[RFC PATCH] Documentation: devicetree: add description for generic bus properties

Fri Nov 29 06:58:15 EST 2013

On Thu, Nov 28, 2013 at 04:31:47PM -0700, Jason Gunthorpe wrote:
> On Thu, Nov 28, 2013 at 11:22:33PM +0100, Thierry Reding wrote:
> > On Thu, Nov 28, 2013 at 02:10:09PM -0700, Jason Gunthorpe wrote:
> > > On Thu, Nov 28, 2013 at 09:33:23PM +0100, Thierry Reding wrote:
> > > 
> > > > >   - Describing masters that master through multiple different buses
> > > > > 
> > > > >   - How on Earth this fits in with the Linux device model (it doesn't)
> > > > > 
> > > > >   - Interaction with IOMMU bindings (currently under discussion)
> > > > 
> > > > This is all very vague. Perhaps everyone else knows what this is all
> > > > about, in which case it'd be great if somebody could clue me in.
> > > 
> > > It looks like an approach to describe an AXI physical bus topology in
> > > DT..
> > 
> > Thanks for explaining this. It makes a whole lot more sense now.
> 
> Hopefully the ARM guys concur, this was just my impression from
> reviewing their patches and having recently done some design work with
> AXI..

Yes and no.  We are trying to describe a real topology here, but only
because there are salient features that the kernel genuinely does
need to know about if we want to be able to abstract this kind of thing.

It's not just about AXI.

Things like CCI-400 ("cache coherent interconnect") and its successors 
have real run-time control requirements on each connection to the bus.
(The "port" terminology is used in the CCI documentation, but in any
case the concept of a link between a device and a bus should be a pretty
generic concept, not tied to a specific name or a specific interconnect.)

If I need to turn on the bus interface for device X, in need to know
how to tell the bus which interface to poke -- hence the need for
a "port ID".  Of course, we're free to choose other names.

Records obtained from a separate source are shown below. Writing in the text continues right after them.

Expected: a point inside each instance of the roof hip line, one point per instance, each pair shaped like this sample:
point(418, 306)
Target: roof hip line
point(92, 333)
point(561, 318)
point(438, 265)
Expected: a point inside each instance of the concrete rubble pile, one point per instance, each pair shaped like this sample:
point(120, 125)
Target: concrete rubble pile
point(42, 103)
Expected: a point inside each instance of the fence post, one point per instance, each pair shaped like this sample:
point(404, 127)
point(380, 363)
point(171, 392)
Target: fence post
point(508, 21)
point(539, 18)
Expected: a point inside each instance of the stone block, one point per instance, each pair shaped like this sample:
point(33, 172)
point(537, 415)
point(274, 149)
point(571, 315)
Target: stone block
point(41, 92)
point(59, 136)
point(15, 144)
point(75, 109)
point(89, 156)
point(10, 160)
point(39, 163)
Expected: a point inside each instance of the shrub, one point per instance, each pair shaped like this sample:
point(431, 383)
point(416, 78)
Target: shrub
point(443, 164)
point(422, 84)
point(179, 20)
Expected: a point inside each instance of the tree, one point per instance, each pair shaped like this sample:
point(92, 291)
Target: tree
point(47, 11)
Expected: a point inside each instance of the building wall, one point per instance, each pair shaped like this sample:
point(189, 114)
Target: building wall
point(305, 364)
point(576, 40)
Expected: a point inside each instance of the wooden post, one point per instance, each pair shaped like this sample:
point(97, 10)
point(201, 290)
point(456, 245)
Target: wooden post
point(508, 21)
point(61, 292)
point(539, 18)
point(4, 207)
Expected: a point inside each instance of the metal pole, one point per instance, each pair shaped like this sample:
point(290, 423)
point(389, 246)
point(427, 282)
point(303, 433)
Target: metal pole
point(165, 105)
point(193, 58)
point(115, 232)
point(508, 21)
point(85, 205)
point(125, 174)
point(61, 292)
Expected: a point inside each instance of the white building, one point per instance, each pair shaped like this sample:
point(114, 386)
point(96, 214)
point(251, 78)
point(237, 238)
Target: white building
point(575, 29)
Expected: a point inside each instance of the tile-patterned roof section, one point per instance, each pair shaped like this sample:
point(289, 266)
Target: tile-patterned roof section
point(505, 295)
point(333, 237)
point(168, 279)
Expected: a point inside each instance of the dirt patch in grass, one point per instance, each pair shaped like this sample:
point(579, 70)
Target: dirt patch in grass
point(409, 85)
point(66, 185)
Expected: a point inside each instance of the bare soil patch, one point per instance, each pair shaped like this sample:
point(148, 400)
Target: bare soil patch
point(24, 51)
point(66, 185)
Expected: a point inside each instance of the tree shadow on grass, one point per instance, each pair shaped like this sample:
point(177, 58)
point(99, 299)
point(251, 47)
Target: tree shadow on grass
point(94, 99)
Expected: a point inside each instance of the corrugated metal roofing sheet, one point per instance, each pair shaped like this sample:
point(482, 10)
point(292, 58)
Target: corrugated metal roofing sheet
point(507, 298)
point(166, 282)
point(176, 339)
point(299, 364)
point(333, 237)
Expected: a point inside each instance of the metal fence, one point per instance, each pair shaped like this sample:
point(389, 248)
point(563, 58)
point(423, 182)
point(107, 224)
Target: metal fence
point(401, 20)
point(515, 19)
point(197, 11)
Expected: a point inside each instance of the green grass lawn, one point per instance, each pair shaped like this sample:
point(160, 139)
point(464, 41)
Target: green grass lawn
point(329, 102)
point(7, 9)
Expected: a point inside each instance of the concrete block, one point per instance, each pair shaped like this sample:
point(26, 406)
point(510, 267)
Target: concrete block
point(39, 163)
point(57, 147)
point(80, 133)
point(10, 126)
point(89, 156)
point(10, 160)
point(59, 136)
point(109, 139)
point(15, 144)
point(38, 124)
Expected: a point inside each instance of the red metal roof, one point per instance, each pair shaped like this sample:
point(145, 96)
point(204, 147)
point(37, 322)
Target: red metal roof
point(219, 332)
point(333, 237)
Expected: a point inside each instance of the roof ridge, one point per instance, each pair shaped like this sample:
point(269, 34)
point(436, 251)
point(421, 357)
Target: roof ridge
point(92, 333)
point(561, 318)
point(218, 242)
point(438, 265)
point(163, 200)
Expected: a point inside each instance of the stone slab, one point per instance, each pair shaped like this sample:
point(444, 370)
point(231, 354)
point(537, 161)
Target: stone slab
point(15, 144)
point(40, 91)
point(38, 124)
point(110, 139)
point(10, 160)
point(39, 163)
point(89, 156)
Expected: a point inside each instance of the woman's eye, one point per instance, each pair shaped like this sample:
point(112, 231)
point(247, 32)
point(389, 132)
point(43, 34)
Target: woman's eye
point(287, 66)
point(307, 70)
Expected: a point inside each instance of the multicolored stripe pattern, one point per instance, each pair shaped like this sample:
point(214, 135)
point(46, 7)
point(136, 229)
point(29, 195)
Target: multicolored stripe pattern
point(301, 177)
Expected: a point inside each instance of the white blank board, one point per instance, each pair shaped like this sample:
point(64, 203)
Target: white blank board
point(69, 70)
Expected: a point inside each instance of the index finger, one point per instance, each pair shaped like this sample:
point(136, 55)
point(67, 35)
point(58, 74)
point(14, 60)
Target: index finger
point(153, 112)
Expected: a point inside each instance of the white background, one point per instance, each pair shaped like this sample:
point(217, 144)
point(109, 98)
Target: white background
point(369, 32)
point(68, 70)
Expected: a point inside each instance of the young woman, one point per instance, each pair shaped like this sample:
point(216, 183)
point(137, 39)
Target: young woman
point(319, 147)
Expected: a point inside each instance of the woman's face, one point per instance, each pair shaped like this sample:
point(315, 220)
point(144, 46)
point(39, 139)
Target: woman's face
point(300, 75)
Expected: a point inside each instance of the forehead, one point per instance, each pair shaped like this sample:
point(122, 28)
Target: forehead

The master-slave link concept is not supposed to be a new concept at
all: DT already has this concept.  All we are aiming to add here is the
ability to describe cross-links that ePAPR cannot describe directly.

> 
> > > axi
> > > {
> > >    /* Describe a DAG of AXI connections here. */
> > >    cpu { downstream = &ax_switch,}
> > >    axi_switch {downstream = &memory,&low_speed}
> > >    memory {}
> > >    dma {downstream = &memory}
> > >    low_speed {}
> > > }
> > 
> > Correct me if I'm wrong, but the switch would be what the specification
> > refers to as "interconnect", while a port would correspond to what is
> > called an "interface" in the specification?
> 
> That seems correct, but for this purpose we are not interested in
> boring dumb interconnect but fancy interconnect with address remapping
> capabilities, or cache coherency (eg the SCU/L2 cache is modeled as
> switch/interconnect in a AXI DAG).

Bear in mind that "fancy interconnect with address remapping
capabilities" probably means at least two independent components on an
ARM SoC.

To avoid excessive code fragmentation we'd want a driver for each, not a
driver per every possible pairing.  The pairing could be different on
every port even in a single SoC, though I hope we will never see that.

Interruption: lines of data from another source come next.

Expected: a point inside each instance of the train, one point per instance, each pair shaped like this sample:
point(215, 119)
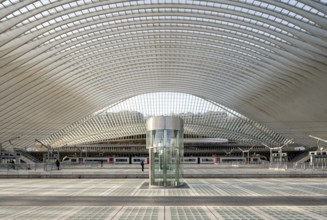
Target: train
point(318, 158)
point(186, 160)
point(241, 160)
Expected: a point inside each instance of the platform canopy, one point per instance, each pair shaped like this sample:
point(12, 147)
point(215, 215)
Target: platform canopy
point(262, 66)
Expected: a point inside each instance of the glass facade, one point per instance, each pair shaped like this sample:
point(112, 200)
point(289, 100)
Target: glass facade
point(166, 150)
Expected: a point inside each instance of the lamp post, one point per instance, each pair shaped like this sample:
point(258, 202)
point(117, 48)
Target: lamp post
point(48, 147)
point(248, 154)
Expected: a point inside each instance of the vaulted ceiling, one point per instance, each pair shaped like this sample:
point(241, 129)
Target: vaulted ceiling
point(62, 61)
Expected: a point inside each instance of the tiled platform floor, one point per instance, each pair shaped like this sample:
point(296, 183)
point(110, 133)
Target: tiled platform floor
point(45, 199)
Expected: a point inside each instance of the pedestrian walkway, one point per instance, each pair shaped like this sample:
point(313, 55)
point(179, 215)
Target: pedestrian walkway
point(135, 171)
point(265, 198)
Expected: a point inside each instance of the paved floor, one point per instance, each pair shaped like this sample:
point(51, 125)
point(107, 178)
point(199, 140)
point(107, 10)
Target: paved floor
point(274, 198)
point(134, 171)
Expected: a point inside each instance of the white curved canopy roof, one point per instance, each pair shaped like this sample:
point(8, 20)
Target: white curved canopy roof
point(61, 61)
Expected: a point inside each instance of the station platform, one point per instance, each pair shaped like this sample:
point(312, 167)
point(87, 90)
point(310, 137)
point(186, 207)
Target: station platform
point(102, 193)
point(189, 171)
point(266, 198)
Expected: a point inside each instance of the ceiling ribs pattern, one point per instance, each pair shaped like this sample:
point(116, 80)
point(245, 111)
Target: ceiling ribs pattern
point(61, 61)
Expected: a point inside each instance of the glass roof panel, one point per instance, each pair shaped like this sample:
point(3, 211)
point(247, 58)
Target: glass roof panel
point(130, 116)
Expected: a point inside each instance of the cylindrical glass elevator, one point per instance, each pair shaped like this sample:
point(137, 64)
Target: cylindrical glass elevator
point(164, 139)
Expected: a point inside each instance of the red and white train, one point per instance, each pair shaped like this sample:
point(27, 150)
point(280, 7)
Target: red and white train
point(186, 160)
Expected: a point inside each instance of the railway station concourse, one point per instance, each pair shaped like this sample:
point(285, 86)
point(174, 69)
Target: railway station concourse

> I called it a switch because the job of the interconnect block is to
> take an AXI input packet on a slave interface and route it to the
> proper master interface with internal arbitration between slave
> interfaces. In my world that is a called a switch ;)

In axi { axi_switch {} }, are you describing two levels of bus, or
one?  I'm guessing one, but then the nested node looks a bit weird.

> AXI is basically an on-chip point-to-point switched fabric like PCI-E,
> and the stuff that travels on AXI looks fairly similar to PCI-E TLPs..
> 
> If you refer to the PDF I linked I broadly modeled the above DT
> fragment on that diagram, each axi sub node (vertex) represents an
> 'interconnect' and 'downstream' is a master->slave interface pair (edge).
> 
> Fundamentally AXI is inherently a DAG, but unlike what we are used to
> in other platforms you don't have to go through a fused
> CPU/cache/memory controller unit to access memory, so there are
> software visible asymmetries depending on how the DMA flows through
> the AXI DAG.

Just to call this out, the linkage is *not* guaranteed to be acyclic.

If you connect pass-through devices (i.e., buses) round in a cycle,
you may get transactions going round and round forever, so we should
never see that in a system.

However, there's nothing to stop a DMA controller's master side being
looped back so that it can access its own slave interface.  This is the
normal situation for coherent DMA, since the whole point there is
that the DMA controller should shares its system view closely with
the CPUs, including some levels of cache.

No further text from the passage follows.